The Senator asked whether if the UK as a whole remained in the Single Market and customs union or a customs union, it would effectively mean there would be no Brexit. It does not by any means mean Brexit in name only because the UK would lose most of the privileges and benefits it has as a member of the EU. Certainly UK citizens and UK businesses would experience the downsides of being outside the EU and having no role in decision making. What is of most relevance is the fact that the protocol is designed specifically for Northern Ireland on the grounds of, as has been specified in the joint report and the draft withdrawal agreement itself, recognition of the need to have flexible and imaginative solutions for Northern Ireland in recognition of the Good Friday Agreement and the need to avoid a hard border. It is really not there as an option for the UK to follow.
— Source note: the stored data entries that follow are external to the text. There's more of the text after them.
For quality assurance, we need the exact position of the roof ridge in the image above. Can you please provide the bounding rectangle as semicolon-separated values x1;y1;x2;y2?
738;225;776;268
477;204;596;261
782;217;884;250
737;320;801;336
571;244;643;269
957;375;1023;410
We then come to the question of the Border poll if we have an increasingly significant Border, which will be the case outside the EU. Regardless of what we have for Northern Ireland, the Border will be more significant in several ways. This is where I think we are in real danger because this is where the Good Friday Agreement is put under threat. The whole principle of the Good Friday Agreement was about avoiding zero-sum definitions of identity and interests within Northern Ireland. Crucially, it involved seeing Northern Ireland as not being a domestic concern of the UK. I would be concerned that a lot of the discourse about Brexit has framed Northern Ireland in those terms when it most certainly is not. The Good Friday Agreement said that it is not solely a domestic concern of the UK. More important, it sounds clichéd but the Border is the meeting point between the UK and Ireland. More particularly, Northern Ireland is where one sees the entanglement of the UK and Ireland in its most obvious form. If we look to the achievements of the Good Friday Agreement in terms of identities, and Northern Irish identity was mentioned earlier, it is a huge achievement that the majority of people in Northern Ireland have been saying that they are comfortable in Northern Ireland and in devolved arrangements within the UK. Some people would prefer to have a united Ireland and a small minority of people would prefer to have direct rule but the majority of people say they are comfortable with devolution in the UK context. Another important point is that 47% of people say they have neither unionist nor nationalist identities according to the Northern Ireland Life and Times Survey. The figure increases to 55% among people aged under 35. This is vitally important and we must bear it in mind if we are to see a way forward.

Where we are at the moment is really unfortunate because it is difficult to think in imaginative terms about Northern Ireland and its future. It is totally understandable that we have this sense of British versus Irish again. Hence the dispute, or apparent dispute, about the future of the Irish Border and, therefore, the sense of the British and Irish Governments disagreeing. It is into that framework that the Good Friday Agreement must come and we must try to preserve what it managed to achieve. We must, therefore, reject as contrary to the Good Friday Agreement this framing of the debate as a choice between Great Britain or Ireland because that will not be a solution. A Border poll is not an answer to anything. It does not provide an answer in that crude way just as the Brexit referendum did not really provide an answer to anything. It is much more complicated than that. The Good Friday Agreement managed to recognise the complexity of the issue and find a balance. To have a Border poll or even to try to assess what the future might be for Northern Ireland in the next five to ten years on the basis of polls around that zero-sum choice between the UK or Ireland will further undermine the centre ground. I repeat that we need that centre ground to be strong in order to see the long-term stability of the peace process. That is not to preclude a Border poll in Lady Sylvia Hermon's lifetime or in the next decade or two but given the challenges we face at the moment, we must concentrate on the centre ground and the consensus that exists between all the parties in Northern Ireland about devolution, the agreement and Brexit.